Avevo vent’anni e il ‘68 ha coinciso con il mio ingresso all’università, io venivo da un piccolo paese di provincia, da un Liceo Classico dove ho sempre studiato tanto per poter usufruire della borsa di studio. Arrivando a Torino mi sono trovata le porte di Palazzo Campana chiuse,  l’università era occupata. Sono stata molto disorientata da questo, era già difficile arrivare in una grande città come Torino, senza compagni di scuola, per di più mi piaceva studiare e ne avevo bisogno per mantenere le borse di studio; quindi veniva messo in crisi tutto ed in particolare lettere classiche, ciò che studiavo, perché venivano viste come dei vecchiumi.

Quindi sei Lei descrive come un trauma quello che le è capitato nel ’68 vuol dire che prima di arrivare a Torino non aveva idea di cosa stesse accadendo?

 No, in fatti a casa mia non c’era la televisione e la radio non interessava molto alla mia famiglia, mio padre leggeva solo giornali locali; io, per parte mia, non mi occupano di politica perché dedicavo la maggior parte del tempo agli studi.

E dopo l’esperienza di Torino non ha cercato di informarsi di più?

No, perché questo mi ha causato solo una crisi. Quando poi sono ritornata a Torino dopo qualche mese, grazie ad alcune persone, ho capito quello che stava succedendo e ho ripreso gli studi. Nella mia esperienza all’università non ho vissuto tutto quell’autoritarismo di cui si parla, i miei professori erano tutti molto aperti e non penso che il ’68 sia stato toccato in maniera significativa.

Ci potrebbe spiegare cosa ha rappresentato il ’68 per lei?

 Io sono rimasta colpita da tutto quello che c’era intorno e dalle persone che invocavano sentimenti rivoluzionari. Questi però erano sempre in positivo, non li ho mai visti come “contro” ma piuttosto come un’apertura mentale di valori popolari, dei sentimenti e questo non andava contro quello che pensavo io.

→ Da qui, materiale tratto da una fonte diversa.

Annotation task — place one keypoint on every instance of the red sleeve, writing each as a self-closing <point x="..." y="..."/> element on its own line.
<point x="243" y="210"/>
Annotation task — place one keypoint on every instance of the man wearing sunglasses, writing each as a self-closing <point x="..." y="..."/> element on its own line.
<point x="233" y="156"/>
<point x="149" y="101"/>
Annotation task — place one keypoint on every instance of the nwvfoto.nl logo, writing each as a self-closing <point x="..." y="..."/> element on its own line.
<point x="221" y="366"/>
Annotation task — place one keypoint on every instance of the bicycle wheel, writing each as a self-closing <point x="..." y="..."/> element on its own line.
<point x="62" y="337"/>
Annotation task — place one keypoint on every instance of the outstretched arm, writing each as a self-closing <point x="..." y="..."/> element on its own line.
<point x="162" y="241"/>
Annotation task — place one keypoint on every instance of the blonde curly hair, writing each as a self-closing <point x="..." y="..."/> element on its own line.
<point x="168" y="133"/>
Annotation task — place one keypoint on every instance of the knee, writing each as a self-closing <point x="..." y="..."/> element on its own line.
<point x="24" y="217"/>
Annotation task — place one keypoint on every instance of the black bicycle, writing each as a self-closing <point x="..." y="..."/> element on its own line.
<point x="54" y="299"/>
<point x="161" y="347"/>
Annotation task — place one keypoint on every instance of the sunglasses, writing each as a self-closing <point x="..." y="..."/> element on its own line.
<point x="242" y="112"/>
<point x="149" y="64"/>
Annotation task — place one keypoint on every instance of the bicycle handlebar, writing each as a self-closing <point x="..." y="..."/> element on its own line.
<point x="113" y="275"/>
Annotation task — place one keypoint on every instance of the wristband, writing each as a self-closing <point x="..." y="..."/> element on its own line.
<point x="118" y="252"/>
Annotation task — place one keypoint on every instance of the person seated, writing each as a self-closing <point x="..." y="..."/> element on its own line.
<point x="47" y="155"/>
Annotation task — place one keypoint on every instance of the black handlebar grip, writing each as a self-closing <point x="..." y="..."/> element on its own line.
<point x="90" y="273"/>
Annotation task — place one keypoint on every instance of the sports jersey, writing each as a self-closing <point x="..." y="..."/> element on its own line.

Il ’68 non è stato una rottura a livello personale, ma piuttosto livello culturale, sociale e politico; non mi ha dato alcuna possibilità nuova: il diritto allo studio, ciò che mi interessava, esisteva già prima. A me non fa fatto realizzare delle conquiste, poi ho capito le conquiste a livello generale.

Potrebbe evidenziare le principali differenze che nota tra i giovani del 1968 e i giovani del 2018?

Non condivido molte cose del ’68, c’era tanta ingenuità ma i giovani avevano molti più ideali di quanti non ne abbiano i giovani di oggi. La nostra generazione era meno disorientata.